2.Temyiz olunan nihai kararların bozulması 6100 sayılı Kanun'un geçici 3/2. maddesinin yollamasıyla 1086 sayılı Hukuk Usulü Muhakemeleri Kanunu'nun (HUMK) uygulanacağı davalar yönünden HUMK'un 428. maddesinde yer alan sebeplerden birinin varlığı halinde mümkündür.

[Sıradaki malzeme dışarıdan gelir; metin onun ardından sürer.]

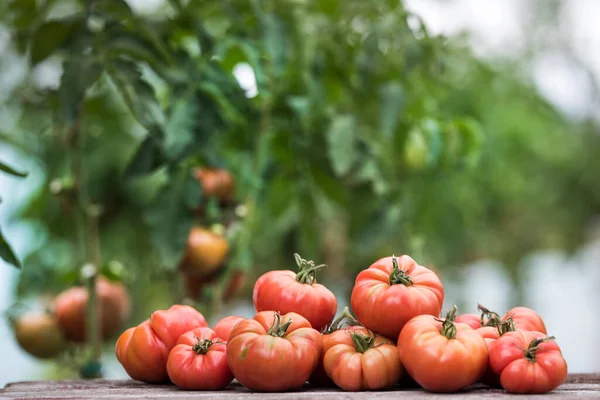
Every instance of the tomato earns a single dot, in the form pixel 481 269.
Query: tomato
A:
pixel 392 291
pixel 345 321
pixel 273 352
pixel 206 252
pixel 528 362
pixel 287 291
pixel 216 183
pixel 359 360
pixel 113 308
pixel 199 361
pixel 473 320
pixel 143 350
pixel 39 335
pixel 442 356
pixel 224 327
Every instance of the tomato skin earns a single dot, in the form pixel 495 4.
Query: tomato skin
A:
pixel 113 307
pixel 546 372
pixel 206 252
pixel 437 363
pixel 279 291
pixel 526 319
pixel 385 308
pixel 40 335
pixel 267 363
pixel 224 327
pixel 196 371
pixel 377 368
pixel 143 350
pixel 473 320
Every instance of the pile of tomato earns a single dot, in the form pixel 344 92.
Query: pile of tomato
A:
pixel 397 338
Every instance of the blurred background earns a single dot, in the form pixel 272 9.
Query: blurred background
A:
pixel 464 133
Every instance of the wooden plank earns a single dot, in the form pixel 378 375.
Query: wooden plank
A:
pixel 586 386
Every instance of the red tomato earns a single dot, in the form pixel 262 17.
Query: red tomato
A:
pixel 199 361
pixel 287 291
pixel 143 350
pixel 345 321
pixel 273 353
pixel 442 356
pixel 113 307
pixel 528 362
pixel 223 327
pixel 360 360
pixel 473 320
pixel 392 291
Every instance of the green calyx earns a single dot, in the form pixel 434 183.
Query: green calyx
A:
pixel 399 276
pixel 448 328
pixel 308 270
pixel 534 346
pixel 277 329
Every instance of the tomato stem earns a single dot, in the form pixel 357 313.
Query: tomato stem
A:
pixel 448 328
pixel 489 318
pixel 534 346
pixel 277 329
pixel 308 270
pixel 399 276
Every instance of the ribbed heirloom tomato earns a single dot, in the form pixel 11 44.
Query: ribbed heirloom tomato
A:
pixel 528 362
pixel 346 322
pixel 392 291
pixel 441 355
pixel 143 350
pixel 224 327
pixel 199 361
pixel 360 360
pixel 287 291
pixel 273 352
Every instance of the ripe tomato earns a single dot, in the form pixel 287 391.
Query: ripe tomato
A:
pixel 224 327
pixel 39 335
pixel 113 307
pixel 392 291
pixel 528 362
pixel 360 360
pixel 287 291
pixel 143 350
pixel 473 320
pixel 199 361
pixel 273 353
pixel 216 183
pixel 442 356
pixel 206 252
pixel 345 321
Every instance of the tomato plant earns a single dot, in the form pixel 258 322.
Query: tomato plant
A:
pixel 113 308
pixel 442 355
pixel 392 291
pixel 360 360
pixel 288 291
pixel 224 327
pixel 273 352
pixel 528 362
pixel 199 361
pixel 143 350
pixel 39 335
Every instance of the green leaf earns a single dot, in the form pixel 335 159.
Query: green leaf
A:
pixel 392 101
pixel 179 130
pixel 7 253
pixel 11 171
pixel 169 217
pixel 148 157
pixel 50 36
pixel 79 74
pixel 341 143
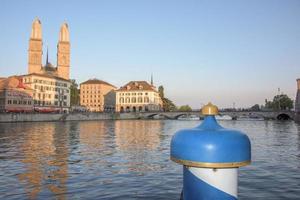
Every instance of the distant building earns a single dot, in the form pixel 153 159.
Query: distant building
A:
pixel 35 52
pixel 51 84
pixel 15 96
pixel 51 93
pixel 297 102
pixel 97 95
pixel 138 96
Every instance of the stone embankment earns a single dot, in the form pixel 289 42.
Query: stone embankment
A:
pixel 34 117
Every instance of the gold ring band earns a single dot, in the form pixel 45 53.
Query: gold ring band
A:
pixel 210 165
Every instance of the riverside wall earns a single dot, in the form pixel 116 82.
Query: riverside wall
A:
pixel 35 117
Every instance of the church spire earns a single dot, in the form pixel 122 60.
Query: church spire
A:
pixel 151 79
pixel 36 30
pixel 47 61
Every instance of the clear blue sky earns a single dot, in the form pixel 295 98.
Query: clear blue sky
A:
pixel 204 50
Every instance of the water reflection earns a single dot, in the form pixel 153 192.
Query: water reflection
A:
pixel 45 160
pixel 138 135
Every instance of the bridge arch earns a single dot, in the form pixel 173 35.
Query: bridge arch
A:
pixel 180 115
pixel 158 114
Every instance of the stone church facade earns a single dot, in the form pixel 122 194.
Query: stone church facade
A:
pixel 50 83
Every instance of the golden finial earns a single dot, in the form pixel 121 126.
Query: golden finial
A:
pixel 210 109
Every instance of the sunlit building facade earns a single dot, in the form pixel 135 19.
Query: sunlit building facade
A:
pixel 138 96
pixel 97 96
pixel 50 83
pixel 15 96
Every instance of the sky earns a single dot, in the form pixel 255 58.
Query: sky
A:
pixel 232 53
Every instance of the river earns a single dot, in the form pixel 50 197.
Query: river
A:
pixel 129 159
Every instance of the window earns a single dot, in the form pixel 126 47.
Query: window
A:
pixel 146 99
pixel 140 100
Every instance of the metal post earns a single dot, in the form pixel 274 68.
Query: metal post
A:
pixel 211 156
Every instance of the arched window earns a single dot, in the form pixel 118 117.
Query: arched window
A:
pixel 140 100
pixel 146 99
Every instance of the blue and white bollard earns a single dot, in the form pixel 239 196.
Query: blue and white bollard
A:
pixel 211 156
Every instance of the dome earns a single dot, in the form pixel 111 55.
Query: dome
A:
pixel 211 145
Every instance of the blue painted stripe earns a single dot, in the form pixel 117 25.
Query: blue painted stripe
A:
pixel 196 189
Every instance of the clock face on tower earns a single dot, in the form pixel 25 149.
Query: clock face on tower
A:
pixel 64 60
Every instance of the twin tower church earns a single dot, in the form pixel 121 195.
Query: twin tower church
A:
pixel 35 53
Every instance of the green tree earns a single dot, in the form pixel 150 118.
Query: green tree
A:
pixel 161 91
pixel 168 105
pixel 74 93
pixel 185 108
pixel 282 102
pixel 255 107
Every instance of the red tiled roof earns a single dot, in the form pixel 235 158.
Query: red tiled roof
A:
pixel 136 86
pixel 48 76
pixel 13 82
pixel 97 81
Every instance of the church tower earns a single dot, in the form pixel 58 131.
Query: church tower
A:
pixel 35 48
pixel 63 52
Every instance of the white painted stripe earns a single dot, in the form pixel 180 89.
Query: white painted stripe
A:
pixel 223 179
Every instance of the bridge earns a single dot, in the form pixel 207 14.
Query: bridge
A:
pixel 276 115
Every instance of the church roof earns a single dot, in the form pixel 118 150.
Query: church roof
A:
pixel 12 83
pixel 47 75
pixel 97 81
pixel 136 86
pixel 49 67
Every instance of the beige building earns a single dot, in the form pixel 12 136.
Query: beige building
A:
pixel 51 84
pixel 138 96
pixel 51 93
pixel 35 52
pixel 15 96
pixel 97 95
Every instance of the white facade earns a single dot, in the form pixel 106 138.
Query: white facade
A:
pixel 129 99
pixel 50 93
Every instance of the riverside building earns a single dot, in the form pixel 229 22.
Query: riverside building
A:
pixel 15 96
pixel 138 96
pixel 97 96
pixel 51 84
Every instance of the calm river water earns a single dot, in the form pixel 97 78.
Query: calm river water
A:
pixel 130 160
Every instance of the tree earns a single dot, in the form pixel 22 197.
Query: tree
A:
pixel 280 102
pixel 74 93
pixel 255 108
pixel 168 105
pixel 185 108
pixel 161 91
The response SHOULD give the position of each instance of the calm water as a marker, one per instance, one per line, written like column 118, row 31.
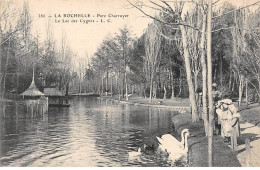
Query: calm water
column 92, row 132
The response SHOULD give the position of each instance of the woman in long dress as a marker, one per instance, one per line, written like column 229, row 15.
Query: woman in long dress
column 229, row 120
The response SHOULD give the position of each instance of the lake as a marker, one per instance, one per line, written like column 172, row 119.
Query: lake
column 92, row 132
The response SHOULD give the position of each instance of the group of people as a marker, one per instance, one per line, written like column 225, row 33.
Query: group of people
column 228, row 121
column 226, row 117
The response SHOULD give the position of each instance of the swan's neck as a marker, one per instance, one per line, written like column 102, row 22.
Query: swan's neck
column 186, row 148
column 182, row 137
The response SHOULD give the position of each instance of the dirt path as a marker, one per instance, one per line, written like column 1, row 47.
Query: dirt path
column 251, row 132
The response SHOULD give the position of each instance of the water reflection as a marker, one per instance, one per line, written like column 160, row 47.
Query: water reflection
column 93, row 132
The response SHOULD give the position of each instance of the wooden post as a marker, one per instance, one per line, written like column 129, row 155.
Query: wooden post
column 248, row 152
column 210, row 97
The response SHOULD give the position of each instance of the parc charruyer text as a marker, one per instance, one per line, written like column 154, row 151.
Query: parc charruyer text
column 84, row 18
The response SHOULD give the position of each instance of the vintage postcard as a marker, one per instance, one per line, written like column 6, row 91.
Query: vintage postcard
column 129, row 83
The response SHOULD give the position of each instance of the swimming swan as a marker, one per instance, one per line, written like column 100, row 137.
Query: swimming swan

3.Temyizen incelenen Mahkeme kararının bozmaya uygun olduğu, kararda ve kararın gerekçesinde hukuk kurallarının somut olaya uygulanmasında bir isabetsizlik bulunmadığı, bozmaya uyulmakla karşı taraf yararına kazanılmış hak durumunu oluşturan yönlerin ise yeniden incelenmesine hukukça imkân bulunmadığı anlaşılmakla; temyiz dilekçesinde ileri sürülen nedenler kararın bozulmasını gerektirecek nitelikte görülmemiştir.

V. KARAR

Açıklanan sebeplerle;

Davacı Hazine vekilinin yerinde görülmeyen tüm temyiz itirazlarının reddi ile usul ve kanuna uygun olan kararın ONANMASINA,

492 sayılı Harçlar Kanunu'nun değişik 13. maddesinin "j" bendi gereğince davacı Hazineden harç alınmasına yer olmadığına,

Dosyanın Çarşamba 2. Asliye Hukuk Mahkemesine gönderilmesine,

1086 sayılı HUMK'un 440/III-1. maddesi uyarınca karar düzeltme yolu kapalı olmak üzere,

02.12.2024 tarihinde oy birliğiyle karar verildi.